Peningkatan jumlah personel ini harus disertai dengan pelatihan, sistem hukum yang lebih mutakhir dengan standar internasional, skema penerimaan diperketat dan tindak segala KKN agar kualitas SDM penegak hukum objektif lebih optimal, serta teknologi pendukung untuk mendeteksi dan menangani pelanggaran secara efisien.
Secara lebih luas, penguatan penegakan hukum melalui tambahan personel yang lebih banyak di lapangan akan membantu menekan pelanggaran akibat lemahnya pengawasan di tingkat daerah.

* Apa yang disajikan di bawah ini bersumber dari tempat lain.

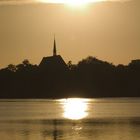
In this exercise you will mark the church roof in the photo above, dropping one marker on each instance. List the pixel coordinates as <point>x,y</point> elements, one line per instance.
<point>53,62</point>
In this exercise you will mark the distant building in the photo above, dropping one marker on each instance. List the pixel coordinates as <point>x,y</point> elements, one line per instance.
<point>53,63</point>
<point>135,62</point>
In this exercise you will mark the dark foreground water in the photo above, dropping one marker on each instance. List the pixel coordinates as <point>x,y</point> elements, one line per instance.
<point>70,119</point>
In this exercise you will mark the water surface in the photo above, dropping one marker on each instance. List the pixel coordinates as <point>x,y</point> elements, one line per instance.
<point>70,119</point>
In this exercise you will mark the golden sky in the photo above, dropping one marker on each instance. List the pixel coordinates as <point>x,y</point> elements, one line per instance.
<point>108,30</point>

Di sisi lain, pemerintah pusat harus memastikan bahwa anggaran yang disentralisasikan dapat mendukung infrastruktur penegakan hukum ini, termasuk sistem pelaporan dan monitoring pelanggaran, serta pemberian insentif bagi daerah yang menunjukkan komitmen dalam mematuhi regulasi pusat dan menekan angka korupsi.

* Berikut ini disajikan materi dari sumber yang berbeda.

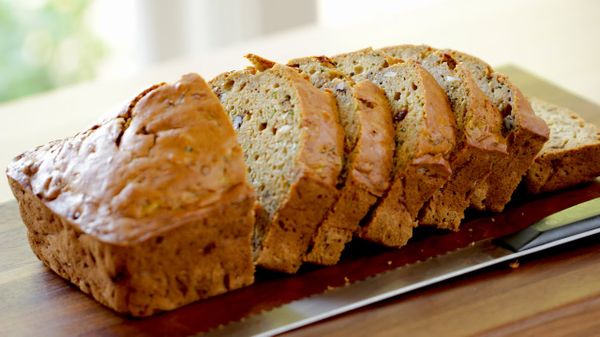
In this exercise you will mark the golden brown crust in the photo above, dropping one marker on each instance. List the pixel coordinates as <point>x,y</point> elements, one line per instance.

Dengan demikian, penegakan hukum yang lebih kuat dapat menjadi pilar utama dalam meminimalisir ketimpangan akibat otonomi daerah serta mempercepat pencapaian tujuan pembangunan yang lebih merata di seluruh Indonesia.
Daftar Pustaka:
Undang-Undang Pemerintahan Daerah No. 23 Tahun 2014, LN No. 244 Tahun 2014, TLN No. 5587.
Undang-Undang No. 17 Tahun 2003 tentang Keuangan Negara, LN No. 47 Tahun 2003, TLN No. 4286.
UUD 1945.
Peraturan Pemerintah No. 12 Tahun 2019 tentang Pengelolaan Keuangan Daerah, LN No. 52 Tahun 2019, TLN No. 6379.
Aspinall, E., & Fealy, G. (2003). Local Power and Politics in Indonesia. ISEAS Publishing.
Bappenas. (2022). Laporan Evaluasi Pembangunan Nasional.
BPK. (2023). Laporan Hasil Pemeriksaan Keuangan Negara.
DPR RI. (2023). Laporan Legislatif Tahun 2023.
Hadiz, V. (2010). Localising Power in Post-Authoritarian Indonesia. Stanford University Press.
Heilmann, S. (2017). Red Swan: How Unorthodox Policy-Making Facilitated China’s Rise. Hong Kong University Press.
Hill, H. (2014). Regional Development in Indonesia. Cambridge University Press.
ICW. (2019). Kasus Korupsi Meikarta.
KPK. (2024). Data Korupsi Kepala Daerah.
OECD. (2020). Economic Policy and Governance.
Tempo. (2021). Kasus Korupsi Nurdin Abdullah.
Vatikiotis, M. R. (1998). Indonesian Politics: The Question of the State. Oxford University Press.
Goh, C. (2018). The Politics of Singapore’s Foreign Policy: The Role of Leadership. Cambridge University Press.